Arjuna é levado a conhecer os seus apegos e a identificar o relativismo das coisas. Eis que o seu maniqueísmo inconsciente que o fazia ver-se com um modelo capaz de criticar o outro, começa a cair por terra.
Ele sente-se perdido, quer compactuar, relativizar, “harmonizar”, titubeia porque ali ele perde o foco. A sua parte menor e pessoal ameaça tomar a dianteira.
Neste momento aparece o seu mestre Krishna, até então disfarçado de cocheiro, dizendo-lhe que deve persistir na sua sina original, e seguir o seu verdadeiro coração, porque ali é que estava a verdade maior, não deveria se deixar levar pelos sentimentos pessoais.
Arjuna deve obedecer o seu próprio dharma ou dever, para cumprir aquilo que o universo espera dele e assim realizar a sua Alma.
Para alcançar isto, Arjuna deve praticar o Karma Yoga, que é agir sem se apegar aos frutos das suas ações.
Existe um Plano maior a ser seguindo, um plano no qual ele é um com todos numa esfera maior, independente de identificações imediatas.
Este Plano não está escrito nos seus desejos. Está na sua Alma mais profunda, e se revela nos saberes dos iluminados.
Como dizem os Salmos, “os caminhos do homem a Deus pertencem”. O homem tem os seus sonhos e desejos, muitas vezes dignos e razoáveis, mas a forma de alcançá-los já é um outro assunto.
Se ele quer guiar a si mesmo na empreitada, nunca terá sucesso, porque o inimigo está dentro dele e o espreita a cada passo, por menos que deseje ou alcance ver isto.
Fascinado pelas próprias idéias e, narcisisticamente, por si mesmo, mal percebe como segue o “caminho da visão” e não o “caminho do coração”.
É a prova da “visão clara”, que os toltecas afirmam ser o “segundo inimigo do homem de conhecimento”, a qual ata o buscador em seus próprios conceitos. Tal coisa esta explícita na passagem dos ensinamentos de Krishna citado no início deste texto: desde uma visão superior, os caminhos do Conhecimento e da Ação são um só.
Assim, o dilema de Arjuna, que é o de todo o discípulo, é aquele de supervalorizar o conhecimento pessoal em detrimento de um plano-de-ação de maior comprometimento e alcance, limitando-se a uma visão algo sectária e reduzida. Só a visão maior do mestre é que pode libertá-lo nesta altura.
Eis que a sua sonhada “linha reta” de salvação, é apenas uma utopia pessoal, ela abrange apenas ele mesmo ou alguns poucos afins, e “uma só andorinha não faz verão”.

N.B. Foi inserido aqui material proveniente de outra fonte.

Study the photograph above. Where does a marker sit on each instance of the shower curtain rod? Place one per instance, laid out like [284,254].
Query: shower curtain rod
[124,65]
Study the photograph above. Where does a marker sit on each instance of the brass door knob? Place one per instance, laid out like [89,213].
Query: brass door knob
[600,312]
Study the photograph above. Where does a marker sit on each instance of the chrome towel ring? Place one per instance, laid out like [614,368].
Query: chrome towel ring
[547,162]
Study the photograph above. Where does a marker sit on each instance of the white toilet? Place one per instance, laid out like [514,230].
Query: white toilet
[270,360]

Este “bem-intencionado” (dos quais, segundo dizem, o inferno está cheio) mal imagina que alimenta uma atitude burguesa, individualista. É o idealista que se contenta em “fazer a sua parte” e o ecologista que constrói a sua “ecovila” feliz, ignorando o quanto a sua “micropolítica” ainda é elitista em suas atitudes isoladas de alcance menor, sem alcançar efeito maior no todo. Quase podemos comparar esta postura à ação de uma droga que aliena e ilude.

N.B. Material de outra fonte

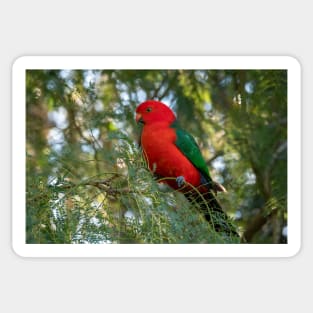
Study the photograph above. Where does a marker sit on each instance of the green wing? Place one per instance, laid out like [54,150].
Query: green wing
[188,146]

Para sair disto, ele dele enfrentar as suas atitudes de sectarismo, fanatismo, individualismo, elitismo e preconceito pessoal, e ao fazê-lo inevitavelmente alcançará sínteses e retomará uma esfera de tradição.
O sucesso dependerá de alcançar tecer uma hipérbole, abranger novos cursos, misturar os tempos; terá que fazer novas concessões, sínteses serão apresentadas, e ele se deparará com os seus próprios preconceitos...

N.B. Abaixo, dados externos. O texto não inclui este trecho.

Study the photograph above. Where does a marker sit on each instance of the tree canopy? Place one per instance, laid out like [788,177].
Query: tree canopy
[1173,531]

Descobrirá por fim, consternado, que por mais que tenha caminhado e esteja avançado diante dos outros homens, ante de Deus ele ainda é um aprendiz. O desafio do discípulo, está em enfrentar o próprio ego e reconhecer que as suas visões ainda são limitadas.
Então, dependerá apenas do seu próprio coração, estacionar ou seguir evoluindo. Isto pode incluir conhecer novas técnicas espirituais, que não se acham nas informações “de varejo” e podem demandar pesquisa profunda e até integrar uma cadeia iniciática, fazer esforços e encarar desafios de criatividade.
É enfim, abrir mão da sua pequena utopia pessoal, e seguir um Plano no qual ele alcançará realizações maiores que lhe permitirão ter um papel realmente importante no concerto geral das coisas, como um verdadeiro iniciado, um Guerreiro de Deus.